When I’m photographing people I like to use seamless paper so I have a bunch of rolls ready to go in white, black, numerous shades of grey and assorted colors. For my shoot with Syd I used a 53″ wide white roll of seamless paper and I lit it with a single flash on a background stand. Here’s a look at my setup before Syd arrived:
You can see from the above shot that I also use a posing stool (great for allowing my subject a full range of movement) and that the background light is positioned to be out of sight when my subject takes a seat. For my main light I like to use octa-shaped softboxes and the bigger the better. For a seated portrait I prefer to use a 3′ shallow octa and for standing shots I use either the 3′ or a 5′ shallow octa. For a rim/hair light I use strip banks or my small octa. For my portrait shoot with Syd I used the 3′ shallow octa for a main light and a 1.5′ standard octa with an egg-crate grid.

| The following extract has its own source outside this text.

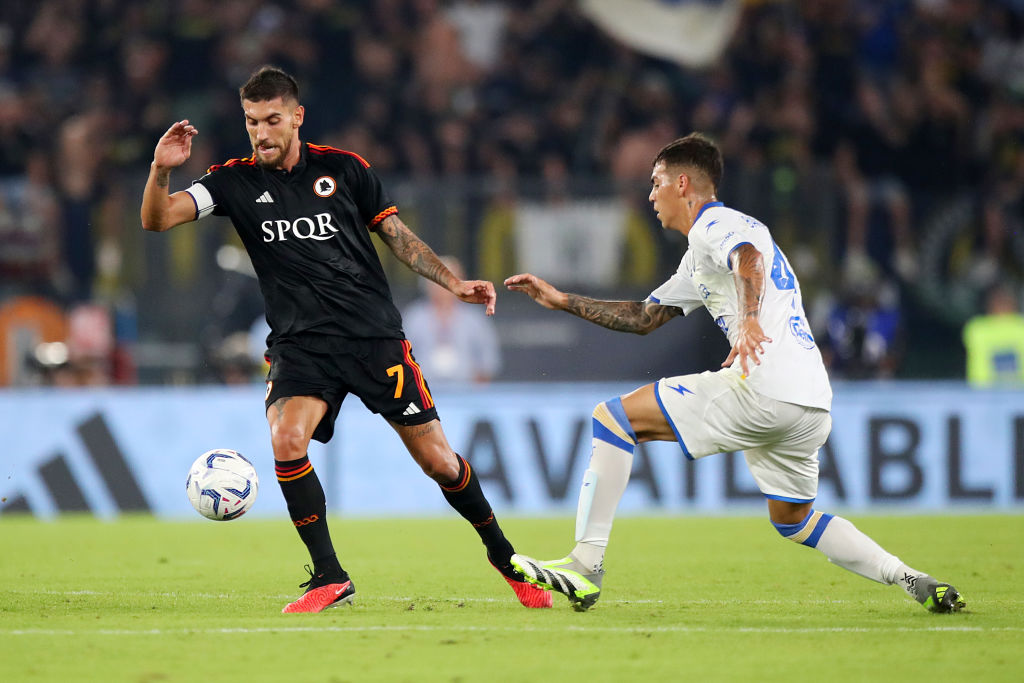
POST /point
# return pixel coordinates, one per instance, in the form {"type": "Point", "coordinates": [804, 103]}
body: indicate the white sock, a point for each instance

To trigger my lights I’ve always preferred radio triggers for their reliability. Currently I’m using a CyberSync radio system from Paul C. Buff. For this shoot I used a Cyber CST for a transmitter and three CyberSync CSRB receivers.

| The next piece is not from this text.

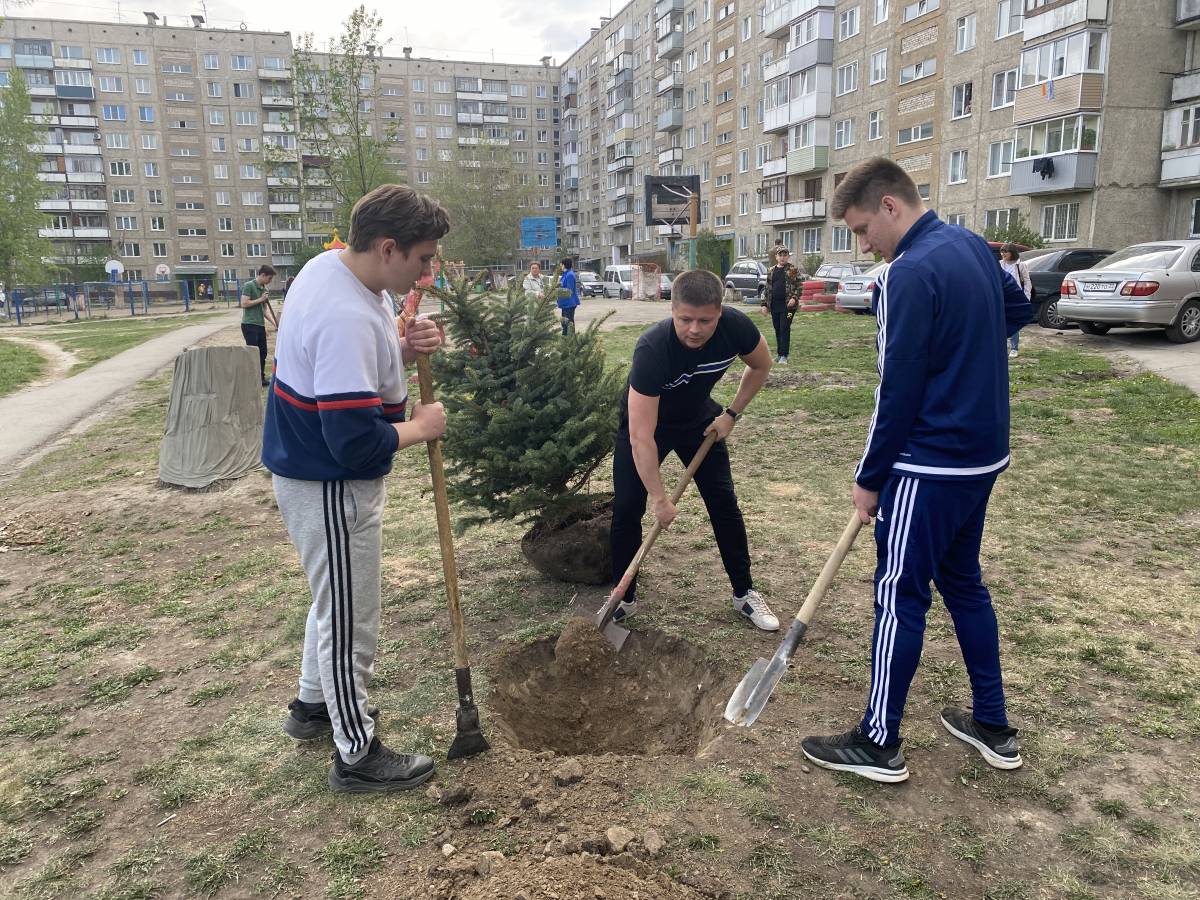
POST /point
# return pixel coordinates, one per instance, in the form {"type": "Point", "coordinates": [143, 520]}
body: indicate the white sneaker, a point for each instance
{"type": "Point", "coordinates": [754, 607]}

I like to keep my camera close by using a tripod for placing the camera between shots (I like to take my camera off the tripod and move around when I’m photographing people). I also have a stand for keeping my laptop close by for capturing shots directly into Lightroom (also called: shooting “tethered”). I’ll talk more about my tethered shooting workflow in a future blog post.

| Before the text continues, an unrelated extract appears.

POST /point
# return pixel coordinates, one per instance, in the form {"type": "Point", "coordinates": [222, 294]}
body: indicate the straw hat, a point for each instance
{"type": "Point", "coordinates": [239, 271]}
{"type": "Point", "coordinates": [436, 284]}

Before I bring a subject into the studio I get my lighting setup. Each of my three lights are set to different power levels and I prefer to start by getting the background flash level set with the other two turned completely off. I’m looking for a nice hot spot with a gradual falloff to the edges of the background. To control the light I use a 6″ beauty dish. Here’s a look at a test shot I took before setting up the other lights:
Once I have my power (level) of the flash set I’ll make sure that the flash will be completely hidden when my subject takes a seat. If I have an assistant this is where they will take a seat. If I’m working without an assistant then I’ll use the self timer function of my camera and I’ll jump in front of the camera myself. The background light is still the only flash turned on at this stage. Here’s a look at what the background light looked when I took a seat for a test shot:
After seeing this test shot I moved my flash a bit and aimed it up a little to get the background light looking exactly the way I wanted it to look.
Next up I’ll bring in my rim/hair light. What I’m looking for is a nice outline of my subject as well as some highlights in my subjects hair. I’ll begin by placing the rim/hair flash behind, to the side of and above my subject with the flash pointed down around a 45 degree angle. Then I’ll take test shots to find a good level for the flash power. I’m looking for a natural look most of the time but I’ll bring the power level up for more stylized shots. Here’s a look at me sitting in for a light test with only the background and rim lights turned on:
For my shoot with Syd I went with a very low setting for my rim light. I wanted it to help outline Syd without making it look like I was using a flash.
I always set my main light up last. I like to use a position and power setting that will fill in my subject and give me soft shadows to help define the shape of my subject. Again, it’s super important to find a flash power level setting that cive good illumination without making it look like you used a flash. With all of my flashes placed and the power levels set I’ll bring in my subject.
Whenever I’m taking studio style portraits I like to work fast and I try to keep my number of shots to a minimum. I might take a quick test shot to make sure my lighting setup works with my subject and if a change needs to be made it’s usually a really small adjustment. Here’s a look at the studio when Syd took a seat in my studio:
With the technical stuff done I then begin working with my subject to help them look their best. That involves making small adjustments to which direction they’re turned, how their head is positioned and where they should be looking so that I can see white on either side of their iris. Then it’s time to do whatever I can behind the camera to bring personality out in front of my camera. In the case of Syd it was super easy. She’s super happy and known for her huge smile. I had her finished in under 5 clicks of my shutter release.
With my camera connected to my laptop for tethered capture I was able to let Syd see my favorite shots instantly. For shoots where I have a larger number of captures I can tag shots as favorites before my subject leaves.